In his own scathing statement, Agriculture Minister David Littleproud said regional Australians should consider boycotting banks that impose “crippling new carbon targets and penalties” on farmers.
“While ANZ has confirmed with me this morning that this will not impact family farms, this policy is disgraceful,” he said.
“Banks are not and should not try to become society’s moral compass and arbiter – the Australian people decide that by who they elect."
ANZ executive Mark Whelan said reducing carbon emissions is a shared responsibility for every sector of the economy and the bank understood the impact its financing has on climate change.
"We are in a unique position, through our lending decisions, to support customers and projects that reduce emissions as well as support economic growth,” he said.
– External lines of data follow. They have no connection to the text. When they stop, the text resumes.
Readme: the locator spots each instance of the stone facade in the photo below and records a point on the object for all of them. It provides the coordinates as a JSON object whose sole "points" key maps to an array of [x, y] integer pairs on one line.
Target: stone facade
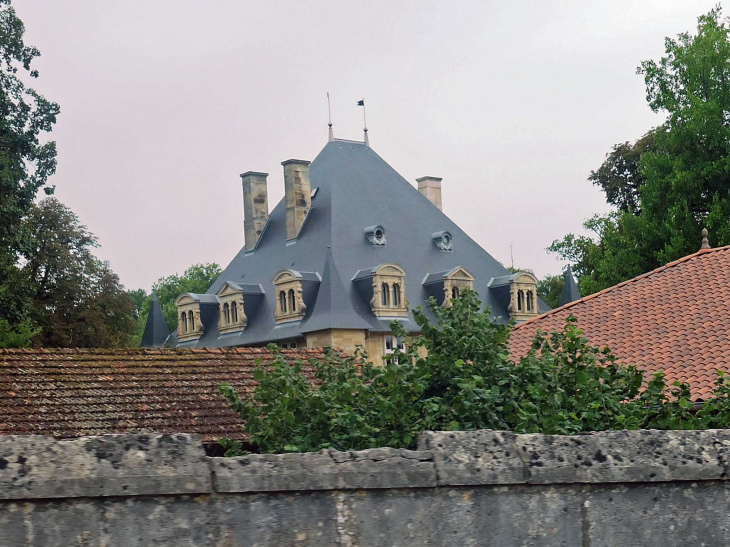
{"points": [[619, 488]]}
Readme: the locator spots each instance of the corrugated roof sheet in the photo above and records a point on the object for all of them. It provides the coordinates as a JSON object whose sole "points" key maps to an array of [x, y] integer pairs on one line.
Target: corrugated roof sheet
{"points": [[76, 392], [674, 319]]}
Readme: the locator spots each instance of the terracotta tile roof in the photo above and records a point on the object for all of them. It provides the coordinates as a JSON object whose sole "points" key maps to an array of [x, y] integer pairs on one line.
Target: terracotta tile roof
{"points": [[675, 318], [76, 392]]}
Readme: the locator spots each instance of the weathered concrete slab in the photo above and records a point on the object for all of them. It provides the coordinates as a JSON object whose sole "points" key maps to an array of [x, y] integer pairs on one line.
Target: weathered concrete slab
{"points": [[474, 457], [621, 456], [674, 514], [112, 465], [325, 470]]}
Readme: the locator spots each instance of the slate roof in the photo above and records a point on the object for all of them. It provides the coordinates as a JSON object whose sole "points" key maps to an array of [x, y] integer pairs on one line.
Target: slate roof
{"points": [[674, 319], [155, 330], [570, 289], [76, 392], [355, 189]]}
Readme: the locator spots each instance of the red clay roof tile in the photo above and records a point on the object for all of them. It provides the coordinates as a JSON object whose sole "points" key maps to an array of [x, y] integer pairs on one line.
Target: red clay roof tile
{"points": [[675, 318], [71, 393]]}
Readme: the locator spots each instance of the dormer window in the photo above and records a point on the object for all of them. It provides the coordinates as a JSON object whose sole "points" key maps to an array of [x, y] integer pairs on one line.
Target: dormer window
{"points": [[443, 240], [384, 285], [376, 235], [232, 318], [289, 285]]}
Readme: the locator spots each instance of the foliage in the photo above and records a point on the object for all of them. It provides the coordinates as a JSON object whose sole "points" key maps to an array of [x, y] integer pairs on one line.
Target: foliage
{"points": [[680, 178], [620, 177], [25, 162], [77, 301], [550, 289], [465, 381]]}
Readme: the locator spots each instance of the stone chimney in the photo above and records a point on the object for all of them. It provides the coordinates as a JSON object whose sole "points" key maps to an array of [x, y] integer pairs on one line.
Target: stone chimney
{"points": [[255, 207], [431, 188], [298, 195]]}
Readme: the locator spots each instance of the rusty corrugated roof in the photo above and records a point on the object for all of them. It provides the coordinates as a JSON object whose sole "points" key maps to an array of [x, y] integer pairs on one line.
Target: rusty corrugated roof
{"points": [[77, 392], [675, 318]]}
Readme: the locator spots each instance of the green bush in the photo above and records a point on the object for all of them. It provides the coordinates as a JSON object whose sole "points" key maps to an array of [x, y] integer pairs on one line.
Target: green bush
{"points": [[465, 382]]}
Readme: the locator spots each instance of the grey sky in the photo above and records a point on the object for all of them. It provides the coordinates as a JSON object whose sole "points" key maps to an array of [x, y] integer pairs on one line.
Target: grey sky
{"points": [[165, 102]]}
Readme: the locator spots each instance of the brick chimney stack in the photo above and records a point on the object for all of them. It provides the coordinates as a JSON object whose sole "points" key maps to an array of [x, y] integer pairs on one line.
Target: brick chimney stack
{"points": [[298, 195], [255, 207]]}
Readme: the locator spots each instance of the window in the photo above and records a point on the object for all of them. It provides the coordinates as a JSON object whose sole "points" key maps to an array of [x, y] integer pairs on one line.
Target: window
{"points": [[384, 295], [292, 303], [392, 343], [282, 301]]}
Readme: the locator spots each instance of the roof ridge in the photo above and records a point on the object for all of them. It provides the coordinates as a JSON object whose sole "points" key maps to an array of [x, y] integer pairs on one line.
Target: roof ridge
{"points": [[618, 285]]}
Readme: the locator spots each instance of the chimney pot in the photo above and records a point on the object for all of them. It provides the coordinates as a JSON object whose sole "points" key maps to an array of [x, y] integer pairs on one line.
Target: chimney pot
{"points": [[255, 207], [298, 195], [431, 188]]}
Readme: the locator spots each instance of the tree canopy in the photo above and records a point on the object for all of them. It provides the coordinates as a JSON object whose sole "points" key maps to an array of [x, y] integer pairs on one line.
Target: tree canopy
{"points": [[672, 182]]}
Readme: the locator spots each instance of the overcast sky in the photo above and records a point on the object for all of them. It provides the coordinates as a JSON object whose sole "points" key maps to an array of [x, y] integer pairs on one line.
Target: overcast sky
{"points": [[165, 102]]}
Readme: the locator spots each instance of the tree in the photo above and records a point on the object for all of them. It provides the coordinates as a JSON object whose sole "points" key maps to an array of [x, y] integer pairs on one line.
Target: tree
{"points": [[77, 300], [25, 162], [620, 177], [685, 183], [463, 380], [197, 279]]}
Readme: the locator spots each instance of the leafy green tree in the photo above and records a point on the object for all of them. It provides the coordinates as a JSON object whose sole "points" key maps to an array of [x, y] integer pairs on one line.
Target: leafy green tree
{"points": [[465, 381], [684, 167], [25, 161], [620, 177], [77, 300]]}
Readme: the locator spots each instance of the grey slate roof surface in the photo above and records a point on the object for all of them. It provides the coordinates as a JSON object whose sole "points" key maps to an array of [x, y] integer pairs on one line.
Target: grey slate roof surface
{"points": [[155, 330], [570, 289], [356, 189]]}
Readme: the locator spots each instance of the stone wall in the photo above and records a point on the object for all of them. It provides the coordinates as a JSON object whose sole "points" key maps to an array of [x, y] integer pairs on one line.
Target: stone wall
{"points": [[468, 488]]}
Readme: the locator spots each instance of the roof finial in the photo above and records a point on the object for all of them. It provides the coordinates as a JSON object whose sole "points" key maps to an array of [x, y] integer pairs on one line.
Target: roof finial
{"points": [[329, 114], [705, 241], [361, 102]]}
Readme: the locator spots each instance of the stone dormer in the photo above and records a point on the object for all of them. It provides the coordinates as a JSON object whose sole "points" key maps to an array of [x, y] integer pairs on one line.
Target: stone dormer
{"points": [[518, 293], [190, 312], [232, 316], [290, 287], [444, 286], [384, 285]]}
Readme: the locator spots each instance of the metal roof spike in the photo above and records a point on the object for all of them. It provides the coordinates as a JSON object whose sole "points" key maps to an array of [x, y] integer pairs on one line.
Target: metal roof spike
{"points": [[705, 241]]}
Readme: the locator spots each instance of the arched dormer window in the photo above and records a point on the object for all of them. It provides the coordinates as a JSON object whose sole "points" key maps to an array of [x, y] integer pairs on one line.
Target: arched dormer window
{"points": [[384, 295], [231, 317], [282, 301], [290, 286], [396, 295], [292, 301]]}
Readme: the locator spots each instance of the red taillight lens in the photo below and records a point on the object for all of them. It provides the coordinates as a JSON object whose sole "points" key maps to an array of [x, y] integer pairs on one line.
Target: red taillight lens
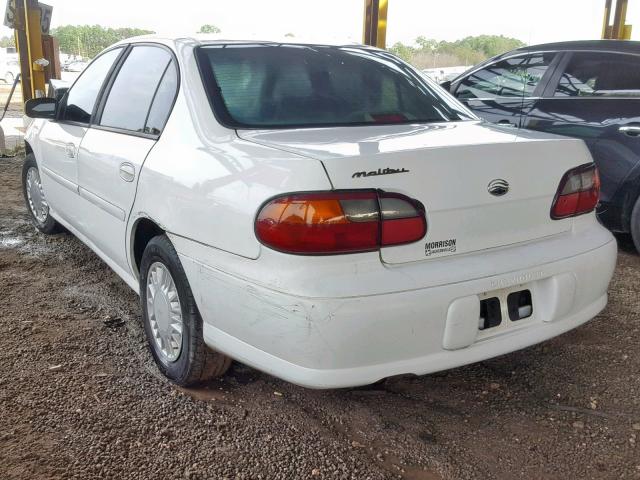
{"points": [[578, 192], [339, 222]]}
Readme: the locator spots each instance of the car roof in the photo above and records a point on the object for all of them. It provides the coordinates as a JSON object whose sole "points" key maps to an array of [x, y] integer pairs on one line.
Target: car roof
{"points": [[603, 45], [217, 39]]}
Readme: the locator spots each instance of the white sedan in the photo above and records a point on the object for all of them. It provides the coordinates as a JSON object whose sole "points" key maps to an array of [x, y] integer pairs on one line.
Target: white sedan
{"points": [[320, 212]]}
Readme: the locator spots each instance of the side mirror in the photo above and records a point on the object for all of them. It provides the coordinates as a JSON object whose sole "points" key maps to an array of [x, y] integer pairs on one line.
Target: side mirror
{"points": [[41, 108], [446, 85]]}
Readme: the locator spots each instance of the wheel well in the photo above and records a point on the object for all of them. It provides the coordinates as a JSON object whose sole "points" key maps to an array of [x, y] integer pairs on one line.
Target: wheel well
{"points": [[144, 231]]}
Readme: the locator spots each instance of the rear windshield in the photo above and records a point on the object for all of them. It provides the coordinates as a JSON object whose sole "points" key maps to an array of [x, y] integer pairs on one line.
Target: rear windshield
{"points": [[278, 86]]}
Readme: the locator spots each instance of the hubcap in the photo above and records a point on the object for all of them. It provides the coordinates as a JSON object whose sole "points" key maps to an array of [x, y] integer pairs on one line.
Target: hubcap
{"points": [[164, 312], [37, 202]]}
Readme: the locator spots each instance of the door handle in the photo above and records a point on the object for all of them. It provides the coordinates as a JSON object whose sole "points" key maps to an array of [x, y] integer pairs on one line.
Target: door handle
{"points": [[127, 172], [630, 130], [70, 150]]}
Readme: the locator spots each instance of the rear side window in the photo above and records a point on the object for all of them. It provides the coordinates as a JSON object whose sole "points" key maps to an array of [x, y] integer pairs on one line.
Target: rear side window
{"points": [[591, 74], [139, 80], [302, 86], [513, 77], [163, 101], [82, 97]]}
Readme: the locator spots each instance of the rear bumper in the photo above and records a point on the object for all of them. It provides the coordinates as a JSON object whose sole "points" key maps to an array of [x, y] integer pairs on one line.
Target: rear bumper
{"points": [[342, 341]]}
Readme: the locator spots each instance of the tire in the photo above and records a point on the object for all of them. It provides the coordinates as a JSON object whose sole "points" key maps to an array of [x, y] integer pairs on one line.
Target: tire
{"points": [[635, 225], [186, 361], [35, 199]]}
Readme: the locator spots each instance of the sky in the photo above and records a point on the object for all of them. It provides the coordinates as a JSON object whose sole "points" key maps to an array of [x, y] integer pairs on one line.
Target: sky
{"points": [[532, 21]]}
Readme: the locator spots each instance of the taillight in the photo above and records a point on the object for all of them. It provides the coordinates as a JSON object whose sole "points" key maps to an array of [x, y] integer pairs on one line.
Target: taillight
{"points": [[333, 222], [578, 192]]}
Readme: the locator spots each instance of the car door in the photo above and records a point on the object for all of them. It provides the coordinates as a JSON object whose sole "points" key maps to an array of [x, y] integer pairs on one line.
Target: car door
{"points": [[131, 116], [501, 91], [595, 96], [59, 140]]}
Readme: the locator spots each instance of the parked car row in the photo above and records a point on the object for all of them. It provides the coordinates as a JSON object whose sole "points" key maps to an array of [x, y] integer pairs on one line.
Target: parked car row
{"points": [[588, 90], [324, 213]]}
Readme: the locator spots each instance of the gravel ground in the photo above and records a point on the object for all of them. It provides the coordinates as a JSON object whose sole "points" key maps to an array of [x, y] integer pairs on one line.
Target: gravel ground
{"points": [[81, 398]]}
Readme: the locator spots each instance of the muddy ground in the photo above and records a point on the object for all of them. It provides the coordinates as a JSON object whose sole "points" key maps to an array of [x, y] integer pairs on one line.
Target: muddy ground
{"points": [[81, 398]]}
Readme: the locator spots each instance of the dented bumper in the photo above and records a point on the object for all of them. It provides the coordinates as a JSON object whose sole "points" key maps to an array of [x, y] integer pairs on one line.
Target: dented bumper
{"points": [[342, 340]]}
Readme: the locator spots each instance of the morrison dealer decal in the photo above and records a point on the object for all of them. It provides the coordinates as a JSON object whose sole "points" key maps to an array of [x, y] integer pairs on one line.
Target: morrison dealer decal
{"points": [[442, 246]]}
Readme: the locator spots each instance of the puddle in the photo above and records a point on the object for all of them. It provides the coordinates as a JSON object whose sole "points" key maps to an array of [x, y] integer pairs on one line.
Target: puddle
{"points": [[10, 242]]}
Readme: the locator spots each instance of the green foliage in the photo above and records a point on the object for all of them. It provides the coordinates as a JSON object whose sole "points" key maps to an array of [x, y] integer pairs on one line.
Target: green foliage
{"points": [[89, 40], [8, 41], [207, 28], [429, 53]]}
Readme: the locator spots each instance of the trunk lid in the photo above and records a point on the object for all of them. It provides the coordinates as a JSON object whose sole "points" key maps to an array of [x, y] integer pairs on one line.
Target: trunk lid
{"points": [[450, 169]]}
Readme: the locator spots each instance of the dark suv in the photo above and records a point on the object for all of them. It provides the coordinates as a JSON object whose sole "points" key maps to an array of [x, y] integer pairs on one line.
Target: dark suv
{"points": [[589, 90]]}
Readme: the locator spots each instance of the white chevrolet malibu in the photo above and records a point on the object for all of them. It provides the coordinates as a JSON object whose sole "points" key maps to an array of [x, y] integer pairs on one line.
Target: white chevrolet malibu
{"points": [[320, 212]]}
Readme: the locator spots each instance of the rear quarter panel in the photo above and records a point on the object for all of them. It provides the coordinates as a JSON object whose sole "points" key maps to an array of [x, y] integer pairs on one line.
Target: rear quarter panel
{"points": [[203, 183]]}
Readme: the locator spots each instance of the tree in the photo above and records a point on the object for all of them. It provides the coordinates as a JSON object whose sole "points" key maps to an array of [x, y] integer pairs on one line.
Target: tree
{"points": [[89, 40], [207, 28], [428, 52]]}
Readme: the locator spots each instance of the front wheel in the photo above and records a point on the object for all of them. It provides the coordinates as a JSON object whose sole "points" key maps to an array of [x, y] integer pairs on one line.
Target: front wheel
{"points": [[172, 323], [35, 198], [635, 225]]}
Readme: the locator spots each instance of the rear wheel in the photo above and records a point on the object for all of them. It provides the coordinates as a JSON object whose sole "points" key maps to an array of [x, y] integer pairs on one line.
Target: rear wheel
{"points": [[172, 322], [635, 225], [35, 198]]}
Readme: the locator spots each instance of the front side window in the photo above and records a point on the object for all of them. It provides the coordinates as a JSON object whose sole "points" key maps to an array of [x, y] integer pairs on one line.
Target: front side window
{"points": [[269, 85], [512, 77], [134, 89], [591, 74], [81, 98]]}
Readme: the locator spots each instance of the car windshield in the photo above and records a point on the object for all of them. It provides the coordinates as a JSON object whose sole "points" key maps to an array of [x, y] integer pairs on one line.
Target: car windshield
{"points": [[283, 85]]}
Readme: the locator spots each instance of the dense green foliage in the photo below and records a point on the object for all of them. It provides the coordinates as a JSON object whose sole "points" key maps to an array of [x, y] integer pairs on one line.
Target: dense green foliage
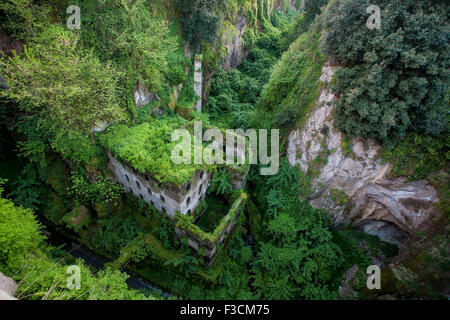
{"points": [[393, 79], [392, 85], [24, 255], [147, 147], [53, 78]]}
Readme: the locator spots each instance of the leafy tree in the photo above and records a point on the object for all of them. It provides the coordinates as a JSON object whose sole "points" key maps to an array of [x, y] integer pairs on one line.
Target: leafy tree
{"points": [[299, 259], [19, 233], [221, 182], [199, 19]]}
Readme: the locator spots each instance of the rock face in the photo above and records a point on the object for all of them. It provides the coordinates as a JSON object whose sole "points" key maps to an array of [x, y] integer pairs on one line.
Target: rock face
{"points": [[351, 183], [7, 288], [143, 96], [198, 82], [234, 45]]}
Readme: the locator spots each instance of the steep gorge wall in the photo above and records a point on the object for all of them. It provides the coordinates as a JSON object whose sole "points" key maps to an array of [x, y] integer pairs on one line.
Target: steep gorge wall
{"points": [[352, 183]]}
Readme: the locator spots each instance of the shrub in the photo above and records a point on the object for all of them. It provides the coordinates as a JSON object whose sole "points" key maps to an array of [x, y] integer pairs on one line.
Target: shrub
{"points": [[394, 78]]}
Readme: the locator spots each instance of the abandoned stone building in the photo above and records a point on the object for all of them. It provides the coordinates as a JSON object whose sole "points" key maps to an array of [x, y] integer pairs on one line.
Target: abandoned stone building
{"points": [[168, 198]]}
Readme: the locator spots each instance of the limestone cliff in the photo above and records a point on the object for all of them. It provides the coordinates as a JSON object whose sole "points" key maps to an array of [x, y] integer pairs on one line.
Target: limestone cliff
{"points": [[350, 182]]}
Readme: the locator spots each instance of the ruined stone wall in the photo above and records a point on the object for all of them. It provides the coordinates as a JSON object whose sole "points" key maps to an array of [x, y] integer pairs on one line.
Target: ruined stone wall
{"points": [[211, 248], [166, 198]]}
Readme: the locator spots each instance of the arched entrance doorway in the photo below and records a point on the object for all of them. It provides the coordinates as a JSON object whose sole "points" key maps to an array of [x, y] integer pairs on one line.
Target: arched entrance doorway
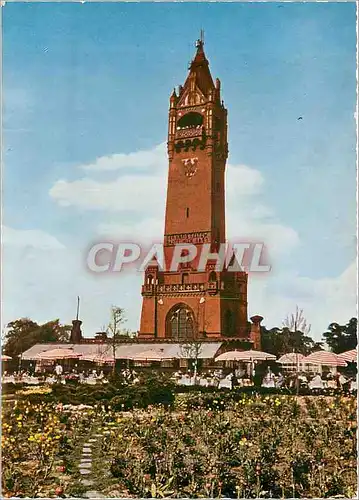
{"points": [[180, 323]]}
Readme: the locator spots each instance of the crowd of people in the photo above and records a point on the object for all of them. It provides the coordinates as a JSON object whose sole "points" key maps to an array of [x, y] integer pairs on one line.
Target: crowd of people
{"points": [[219, 378]]}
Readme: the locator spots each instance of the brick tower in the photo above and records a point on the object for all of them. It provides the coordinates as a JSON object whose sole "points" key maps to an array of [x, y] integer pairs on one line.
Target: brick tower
{"points": [[189, 304]]}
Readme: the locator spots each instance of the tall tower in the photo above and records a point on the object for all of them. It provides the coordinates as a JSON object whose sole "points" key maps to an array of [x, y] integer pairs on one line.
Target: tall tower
{"points": [[187, 303]]}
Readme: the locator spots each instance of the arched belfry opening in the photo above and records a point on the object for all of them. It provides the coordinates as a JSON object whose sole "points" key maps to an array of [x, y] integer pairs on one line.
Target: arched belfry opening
{"points": [[190, 120], [180, 323], [229, 323]]}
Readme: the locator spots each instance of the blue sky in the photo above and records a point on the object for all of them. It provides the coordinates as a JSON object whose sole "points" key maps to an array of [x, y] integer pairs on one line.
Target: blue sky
{"points": [[87, 81]]}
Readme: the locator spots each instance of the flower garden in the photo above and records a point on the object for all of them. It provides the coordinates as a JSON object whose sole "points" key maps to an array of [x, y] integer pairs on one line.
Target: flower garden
{"points": [[194, 445]]}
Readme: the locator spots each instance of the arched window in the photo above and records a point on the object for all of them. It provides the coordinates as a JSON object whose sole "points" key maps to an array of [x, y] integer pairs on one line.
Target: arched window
{"points": [[212, 276], [190, 120], [180, 323], [229, 323], [184, 278]]}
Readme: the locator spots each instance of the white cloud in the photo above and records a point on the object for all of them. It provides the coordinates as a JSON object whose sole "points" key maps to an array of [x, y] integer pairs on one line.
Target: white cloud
{"points": [[32, 238], [148, 160]]}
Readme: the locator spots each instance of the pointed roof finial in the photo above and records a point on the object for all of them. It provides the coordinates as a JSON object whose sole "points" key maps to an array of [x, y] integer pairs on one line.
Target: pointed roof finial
{"points": [[78, 308]]}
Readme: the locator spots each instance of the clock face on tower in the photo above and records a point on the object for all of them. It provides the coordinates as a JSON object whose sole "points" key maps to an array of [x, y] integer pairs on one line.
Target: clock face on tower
{"points": [[190, 166]]}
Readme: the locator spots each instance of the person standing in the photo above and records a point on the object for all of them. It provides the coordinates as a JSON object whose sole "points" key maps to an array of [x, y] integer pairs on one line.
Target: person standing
{"points": [[58, 371]]}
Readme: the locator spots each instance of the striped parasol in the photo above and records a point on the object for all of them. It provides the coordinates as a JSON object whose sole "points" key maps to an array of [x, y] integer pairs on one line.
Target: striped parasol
{"points": [[97, 358], [4, 357], [245, 356], [350, 356], [151, 355], [324, 358], [291, 358], [57, 353]]}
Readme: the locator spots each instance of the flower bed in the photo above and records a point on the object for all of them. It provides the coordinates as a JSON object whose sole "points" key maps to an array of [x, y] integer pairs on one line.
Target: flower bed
{"points": [[38, 441], [208, 445]]}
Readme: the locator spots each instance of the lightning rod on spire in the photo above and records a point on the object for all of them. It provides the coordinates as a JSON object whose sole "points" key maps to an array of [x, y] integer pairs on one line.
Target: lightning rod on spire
{"points": [[78, 308]]}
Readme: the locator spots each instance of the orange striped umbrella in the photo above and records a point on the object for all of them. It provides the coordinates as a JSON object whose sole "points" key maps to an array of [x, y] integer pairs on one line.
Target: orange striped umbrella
{"points": [[325, 358], [350, 356], [245, 356]]}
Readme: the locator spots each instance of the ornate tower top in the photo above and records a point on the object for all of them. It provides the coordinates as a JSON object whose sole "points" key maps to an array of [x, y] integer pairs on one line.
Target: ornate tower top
{"points": [[199, 80]]}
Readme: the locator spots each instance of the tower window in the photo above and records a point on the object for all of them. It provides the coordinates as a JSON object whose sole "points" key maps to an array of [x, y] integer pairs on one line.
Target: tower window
{"points": [[190, 120], [184, 278]]}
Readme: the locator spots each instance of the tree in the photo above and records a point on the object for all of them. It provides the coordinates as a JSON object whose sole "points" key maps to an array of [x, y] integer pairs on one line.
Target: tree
{"points": [[114, 330], [192, 350], [280, 341], [296, 322], [23, 333], [341, 338]]}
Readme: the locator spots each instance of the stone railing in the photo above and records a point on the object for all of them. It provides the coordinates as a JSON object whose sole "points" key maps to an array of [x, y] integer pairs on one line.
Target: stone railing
{"points": [[189, 132]]}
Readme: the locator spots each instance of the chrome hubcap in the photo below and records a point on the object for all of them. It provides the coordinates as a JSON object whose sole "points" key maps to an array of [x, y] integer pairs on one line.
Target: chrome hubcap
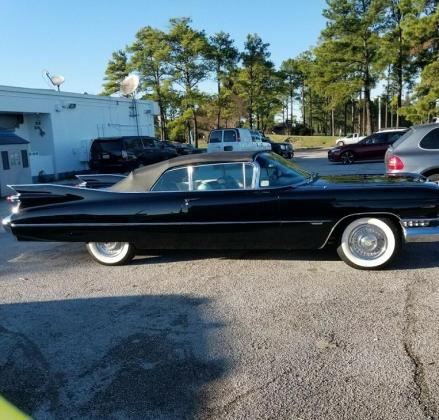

ANZ has a long history of supporting Australia’s farmers and producers and the bank is committing to the allocation of $1 billion for disaster recovery and resilience, he added.
But Mr Littleproud said banks should not interfere in markets.
“When so much of our nation’s wealth is generated in the regions, penalising these industries and destroying livelihoods just to get the warm and fuzzies is pure insanity,” he said.
“It shows just how out of touch ANZ is about how our regional communities live and work."
Earlier this year, the National Farmers’ Federation, Australia’s peak farm body, threw its support behind a target of net-zero carbon emissions by 2050.
A survey of Australians’ attitudes on climate change released on Wednesday found eight in ten want coal-fired power stations phased out.
The Australia Insititute's 2020 Climate of the Nation snapshot also found 71 per cent of respondents want Australia to be a global leader in fighting climate change and 68 per cent want it to set a goal of achieving net-zero emissions by 2050.
That came after Prime Minister Scott Morrison spoke with his British counterpart Boris Johnson on Tuesday night, where they discussed climate action.
Mr Johnson stressed the need for "ambitious targets" to reach net-zero emissions and said driving economic growth and reducing emissions could go hand-in-hand, a spokesperson said.
A spokesperson for Mr Morrison adopted a slightly different tone in their summary of the phone call, with no mention of reaching net-zero emissions.